A sculpted scorpion seemingly large enough to ride in sat unintended in a darker region, a torch flickering from the tip of the erect tail. A humorous animated glow wire adornment of an art car simulated a giant buzz saw blade partially buried in the Playa.

 

 

The great central bonfire is now a wide low carpet of flame, with shifting dabs of color floating above it as the light of distant bright things is churned to near incoherence by the heated air. Turning to constantly watch for things, I see the Moon rising over the bejeweled Playa, a little more than half full and the fuzzy group of stars of the Pleides climbs into the heavens. It occurs to me to start drinking water and I head for center camp. Somehow in the dark stretches along the way the events of the week flood my senses, I am grateful for the overall experience but somehow a sadness creeps up on me, perhaps the culmination of tensions I felt this week as fate ended up not being kind to my attempts to participate as I had hoped. I am painfully alone in the world in my grief for one terrible minute.

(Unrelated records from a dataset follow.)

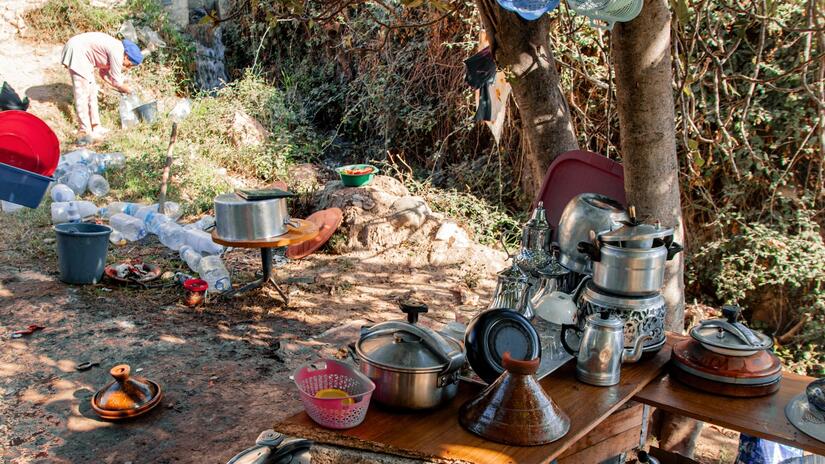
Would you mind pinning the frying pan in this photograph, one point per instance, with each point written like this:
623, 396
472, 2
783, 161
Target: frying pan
495, 332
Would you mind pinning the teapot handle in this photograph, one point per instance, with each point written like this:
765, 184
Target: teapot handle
567, 347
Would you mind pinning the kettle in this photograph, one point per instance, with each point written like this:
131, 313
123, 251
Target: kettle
601, 351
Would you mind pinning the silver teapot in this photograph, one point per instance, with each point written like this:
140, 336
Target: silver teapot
601, 351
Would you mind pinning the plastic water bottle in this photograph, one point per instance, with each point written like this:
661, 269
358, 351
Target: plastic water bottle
130, 227
61, 192
128, 118
201, 224
191, 257
172, 235
202, 242
98, 185
61, 214
215, 273
76, 178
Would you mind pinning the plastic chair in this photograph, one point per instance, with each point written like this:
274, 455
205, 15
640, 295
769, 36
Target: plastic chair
575, 172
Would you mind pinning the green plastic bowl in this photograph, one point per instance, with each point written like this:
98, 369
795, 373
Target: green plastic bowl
359, 180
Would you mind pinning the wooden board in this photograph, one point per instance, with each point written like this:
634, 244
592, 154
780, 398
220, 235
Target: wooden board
762, 417
437, 434
305, 231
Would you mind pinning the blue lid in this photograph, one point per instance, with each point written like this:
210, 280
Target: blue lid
529, 9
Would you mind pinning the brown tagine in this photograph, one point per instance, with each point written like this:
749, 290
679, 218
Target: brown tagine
126, 396
514, 409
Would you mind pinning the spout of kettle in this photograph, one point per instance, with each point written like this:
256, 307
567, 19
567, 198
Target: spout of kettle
634, 354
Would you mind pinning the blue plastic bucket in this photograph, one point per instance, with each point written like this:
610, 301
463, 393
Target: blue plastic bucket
22, 187
81, 252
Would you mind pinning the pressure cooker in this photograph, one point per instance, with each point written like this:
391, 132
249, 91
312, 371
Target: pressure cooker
413, 367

Then it is over, and Center Camp looms ahead with flags above and joyous people below. Much of the interior is lit a deep ruby red, and the layers of partially overlapping carpets between the poles briefly make you think you are not on a Playa. Buying a lemonade I find a bench and stare past the carpets and couches covered with sprawling refugees sleeping or staring at the ceiling. Many are sitting and chatting, a few are locked in embrace. Lemonade never tasted better in my life! I am one of the refugees for a time, relaxing and watching the motions around me trace their paths across my visual field and sensing the throbbing of the great living thing I am part of by being here and appreciating it. I decide I am ready to face the outside again and wander out again past the Esplanade street into the darkness.

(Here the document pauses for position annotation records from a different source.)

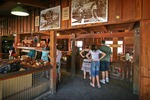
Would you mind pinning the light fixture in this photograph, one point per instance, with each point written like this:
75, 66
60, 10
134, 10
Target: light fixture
19, 11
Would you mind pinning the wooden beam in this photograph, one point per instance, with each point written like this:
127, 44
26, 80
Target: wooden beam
119, 34
64, 37
34, 3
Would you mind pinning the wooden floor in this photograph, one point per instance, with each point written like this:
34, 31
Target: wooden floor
77, 88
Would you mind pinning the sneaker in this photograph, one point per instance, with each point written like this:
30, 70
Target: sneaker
102, 81
107, 80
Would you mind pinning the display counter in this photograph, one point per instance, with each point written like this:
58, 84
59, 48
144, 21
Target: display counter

At once I see a snake of fire standing on its tail over a cheering crowd. I have to see what this is! As people leave the area I take their place until I have a clear view of the source of this apparition. There is a ring of large fans blowing air a little to one side of the center to form a vortex. Men in protective suits are spraying burning liquid into this mass of spinning air with long pipelike nozzles. Fiery shapes are pulled from the stream, wrapping themselves around the empty center to form a hollow whirling tube 3 or 4 meters across. Spiral streamers wind around the tube, roaring into existence with especially dense portions spinning like a cloak of fire worn by an invisible whirling dancer. The more opaque outer layer decays and reveals a brighter 'core' tube, perhaps a half meter across, gracefully swaying inside its more uneven outer sheath. During the next few minutes the entire tube writhes like a dying snake and then dissolves, as if a spirit had been banished. The spray has stopped conjuring the demon, the show is done.

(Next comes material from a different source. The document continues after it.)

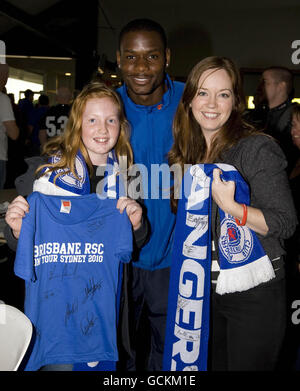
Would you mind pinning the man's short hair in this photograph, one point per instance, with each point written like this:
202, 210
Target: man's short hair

I make my way to camp and break out the 'sports drink', swiftly downing the bottle. I spent too much time with too little water tonight and I am trying to make up for it. Realizing sleep is still hours away, I wander to the sparkling Bok Globule and see a losing battle being waged with the elements, the dim projector obviously on its last legs and the generator alarmingly sputtering. By this time my past concerns about my input to the experience have become academic, and I have only supportive remarks for the beleaguered operator of the dying light show inside the dome.

 

 


Outside again I notice Orion well into the eastern skies, a sign this time of year that it is getting late. I wander in a roundabout manner back to camp when I finally decide I am tired, have some good Scotch I keep in a hip flask, then settle into my tent to lay on my back and hear the merged throbbing from many sources punctuated randomly by exploding fireworks. After I place my foam ear plugs in both ears the noise seems to withdraw to greater and greater distances, finally becoming a feeble ghost of itself as the gentle pressure buildup of the expanding plugs is completed. It is dawn before I fall asleep, and a little too soon when the hot sun on my wind denuded tent wakes me up.